Sur le plan technique, Wikipédia décrit un huit cylindres en ligne de 4,0 litres construit en joignant bout à bout deux quatre cylindres 2,0 litres de Dodge Neon de 1994. Le résultat délivre environ 360 ch, une puissance supérieure à la Bugatti originale mais obtenue par une solution très pragmatique, presque de laboratoire, loin du noble huit cylindres double arbre et suralimenté de Molsheim.

Motor1 précise que la Chrysler Atlantic repose sur une plateforme de Dodge Viper modifiée, avec une boîte automatique quatre rapports de Chrysler LHS installée en transaxle à l’arrière via un tube de couple. La voiture roule vraiment, même si sa structure reste fragile. Selon le site Below The Radar, le journaliste John McCormick, qui l’a essayée pour Autocar, ne ménage pas le moteur : "Mon appréciation grandissante pour la voiture vole en éclats quand le huit cylindres en ligne de quatre litres démarre", explique John McCormick. "Créé en joignant deux humbles quatre cylindres Neon deux litres 16 soupapes, le moteur semble suffisamment puissant au ralenti, mais dès que le régime monte, une horrible cacophonie aboyante prend le dessus".

Ce que le moteur Neon de la Chrysler Atlantic raconte des années 1990

Face à la vraie Bugatti Type 57SC Atlantic, coupé de 1936 capable d’approcher 200 km/h avec environ 200 ch, l’hommage de Chrysler illustre un contraste typique des années 90 : un design spectaculaire, très coûteux à fabriquer, posé sur un assemblage mécanique issu du catalogue maison. Selon Motor1, malgré ses 360 ch, l’Atlantic n’est pas vraiment rapide, la boîte auto et les immenses roues étouffant les performances.
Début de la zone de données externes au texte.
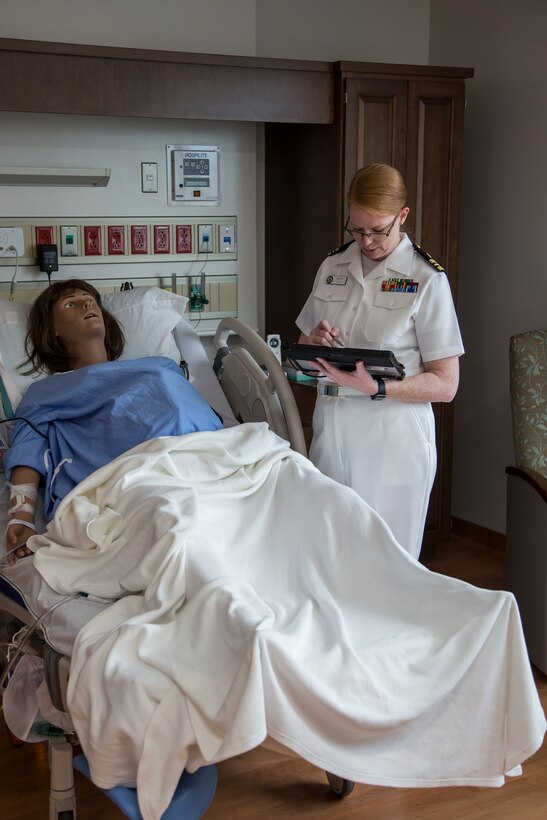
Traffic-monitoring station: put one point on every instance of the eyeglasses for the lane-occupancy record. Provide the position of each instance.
(357, 233)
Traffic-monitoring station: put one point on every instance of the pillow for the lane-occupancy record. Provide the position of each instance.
(148, 316)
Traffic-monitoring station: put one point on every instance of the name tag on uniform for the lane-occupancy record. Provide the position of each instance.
(400, 285)
(338, 279)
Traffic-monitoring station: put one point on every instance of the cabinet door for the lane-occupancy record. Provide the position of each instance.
(433, 168)
(433, 173)
(375, 124)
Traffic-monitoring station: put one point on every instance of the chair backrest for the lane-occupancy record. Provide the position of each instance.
(528, 388)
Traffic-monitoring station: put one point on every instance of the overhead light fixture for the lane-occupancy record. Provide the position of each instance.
(55, 177)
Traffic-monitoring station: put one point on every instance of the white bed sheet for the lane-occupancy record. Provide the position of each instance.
(276, 603)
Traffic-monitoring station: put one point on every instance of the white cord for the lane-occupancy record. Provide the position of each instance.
(14, 278)
(30, 631)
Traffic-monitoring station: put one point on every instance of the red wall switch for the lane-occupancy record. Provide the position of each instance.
(161, 239)
(116, 239)
(92, 240)
(139, 238)
(184, 239)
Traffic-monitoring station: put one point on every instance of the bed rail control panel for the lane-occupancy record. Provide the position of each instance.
(96, 240)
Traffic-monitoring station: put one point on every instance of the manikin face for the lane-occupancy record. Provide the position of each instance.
(77, 318)
(376, 235)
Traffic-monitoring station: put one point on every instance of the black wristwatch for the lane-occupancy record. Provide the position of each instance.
(381, 394)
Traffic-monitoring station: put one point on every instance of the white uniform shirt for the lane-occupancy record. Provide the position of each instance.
(404, 305)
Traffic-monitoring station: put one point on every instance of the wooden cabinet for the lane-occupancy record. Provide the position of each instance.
(322, 122)
(406, 116)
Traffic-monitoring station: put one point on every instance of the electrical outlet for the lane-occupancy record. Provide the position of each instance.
(116, 240)
(205, 238)
(161, 239)
(69, 240)
(184, 239)
(92, 240)
(44, 235)
(139, 238)
(12, 242)
(226, 238)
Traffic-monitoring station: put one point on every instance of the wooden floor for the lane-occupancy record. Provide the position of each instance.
(289, 788)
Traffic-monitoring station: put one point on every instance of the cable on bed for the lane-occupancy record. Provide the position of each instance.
(29, 632)
(22, 418)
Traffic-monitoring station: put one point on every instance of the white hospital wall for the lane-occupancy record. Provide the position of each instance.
(503, 249)
(242, 27)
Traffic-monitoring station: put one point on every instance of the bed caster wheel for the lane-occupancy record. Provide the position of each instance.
(340, 787)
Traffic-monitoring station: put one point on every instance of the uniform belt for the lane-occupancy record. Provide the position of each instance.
(336, 390)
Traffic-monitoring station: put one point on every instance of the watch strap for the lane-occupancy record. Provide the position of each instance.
(381, 394)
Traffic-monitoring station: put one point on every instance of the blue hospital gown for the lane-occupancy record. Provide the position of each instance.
(94, 414)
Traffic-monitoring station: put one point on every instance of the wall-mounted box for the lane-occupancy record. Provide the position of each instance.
(193, 174)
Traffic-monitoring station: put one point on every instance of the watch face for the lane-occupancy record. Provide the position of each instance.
(381, 394)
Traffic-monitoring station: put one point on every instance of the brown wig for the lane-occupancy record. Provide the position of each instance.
(44, 349)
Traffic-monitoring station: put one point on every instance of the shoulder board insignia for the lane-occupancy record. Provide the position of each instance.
(341, 249)
(428, 258)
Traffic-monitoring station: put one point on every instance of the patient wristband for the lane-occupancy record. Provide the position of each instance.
(28, 524)
(19, 493)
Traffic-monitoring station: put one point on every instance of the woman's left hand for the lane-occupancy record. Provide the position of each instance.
(358, 379)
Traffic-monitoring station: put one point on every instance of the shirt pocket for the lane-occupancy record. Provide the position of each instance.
(332, 293)
(390, 316)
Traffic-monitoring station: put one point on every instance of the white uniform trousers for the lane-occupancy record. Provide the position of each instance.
(385, 451)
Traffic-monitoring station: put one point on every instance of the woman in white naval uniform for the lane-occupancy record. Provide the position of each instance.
(380, 291)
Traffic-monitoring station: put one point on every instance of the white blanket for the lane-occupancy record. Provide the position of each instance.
(263, 599)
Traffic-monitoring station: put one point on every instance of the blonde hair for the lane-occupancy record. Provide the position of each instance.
(378, 189)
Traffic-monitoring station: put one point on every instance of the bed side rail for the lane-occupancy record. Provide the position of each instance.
(254, 382)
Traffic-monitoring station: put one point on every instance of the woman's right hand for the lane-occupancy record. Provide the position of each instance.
(322, 334)
(18, 534)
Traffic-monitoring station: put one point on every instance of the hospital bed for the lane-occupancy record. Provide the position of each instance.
(245, 384)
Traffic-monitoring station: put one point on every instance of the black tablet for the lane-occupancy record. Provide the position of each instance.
(378, 362)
L’unique exemplaire de la Chrysler Atlantic appartient aujourd’hui à la collection historique Stellantis et ressort parfois en concours. Pour beaucoup de passionnés, c’est l’un des plus beaux concept-cars des années 1990, mais son huit cylindres en ligne fait de deux moteurs de Neon reste le symbole d’un hommage à Bugatti où l’image a clairement pris le pas sur la noblesse mécanique.